И спрашивает строже:
— Это почему же вы — не человек?
— Не зна-аю, — мямлит перенакачанный рецидивист. Он, и правда, не знает. Он хочет плакать.
Он хочет (и просит), чтобы ему уменьшили дозу его препарата. Таблетки бы выбросил, но иглы, то бишь уколов, не миновать, медбратья тут как тут, зафиксируют и сами же уколят — грубо, с синяками.
Пыляев (готов уменьшить дозу, но и здесь вопрос взаимных зачетов):
— Не пора ли что-то рассказать. Не пора ли открыться, голубчик?
Ловит?.. Зашел и спрашивает. У лежащего, вялого, полусонного человека. Да что ж он с ним (с нами) так просто! И при людях. Рядом больные. Рядом медбрат копошится. Простота спроса меня особенно поражала. Что ж он так походя?
Пыляев и сам уже зевнул — устал. Вот так-то, походя, все дела и делаются, вдруг понимаю я. Не в кабинете же. Не в позе же роденовского мыслителя, не знающего, куда деть свой кулак. Именно так — походя и на среднедоступном профессиональном уровне. Пыляев не торопит, даже не настаивает, а увидев, что больной пока что держится и молчит, доктор Пыляев лишь потреплет больного дружески по плечу и уйдет, ничуть не огорчившись. Зевнет еще раз.

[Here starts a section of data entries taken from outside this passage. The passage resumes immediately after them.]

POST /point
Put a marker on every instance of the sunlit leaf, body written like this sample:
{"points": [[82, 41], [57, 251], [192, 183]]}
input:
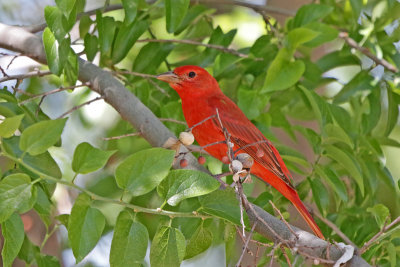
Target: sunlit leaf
{"points": [[130, 241], [89, 159], [143, 171], [168, 247], [182, 184], [13, 234]]}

Вот он уходит из палаты, а вот и тень заботы появилась в его честных глазах — он заглянет, пожалуй, сейчас в столовую, чтобы взять кусок рыбы для больничной кошки Мани, орет, мявкает ведь под окнами...
Ночной сон разбился на пять-шесть-семь кусков, — Пыляев еще и там (со стороны снов) сколько мог, выматывал меня, вычерпывал. Сон давил. Один из принудлечившихся солдат уже остерег (шепнул), что ночью я стал сипло покрикивать и проговариваться. Я понимал, что приближаюсь к развязке. Что осталось немного. Как все. Не я первый.
«Посторонись!..» — Сестра, нас ненавидит и боится, везла на каталке кастрюлю с бледным супцом. Она подталкивала каталку, и половник колоколом гремел в кастрюле. (Половнику не обо что задержаться в жиже.) Но и нам, больным, уже все равно, что черпать или не черпать в тарелке. Нам не хочется есть — нам хочется рассказать кому-нибудь о себе; и при этом не поплатиться. Я видел, как слезливый рецидивист скоренько похлебал и поспешил в сортир, пока там никого нет. Уголовник, превращенный в полуидиота, царапает ногтем, спичкой сортирную стену, но все-таки без слов, без единого, стена испещрена, это рассказ. Птички, звери, нити, столбы и длинные провода, знаки, рожицы, человечки, — рассказать, но не проговориться.
Наутро очередной слух о сломавшемся уже не удивил (Чиров... Чиров... Чиров уже !..) — удивило, пожалуй, то, что тем настойчивее я, самый из них старый, продолжал свои сострадательные усилия. Мне не отказать в упорстве. Я пытался: я вызывал в себе чувство чужой боли.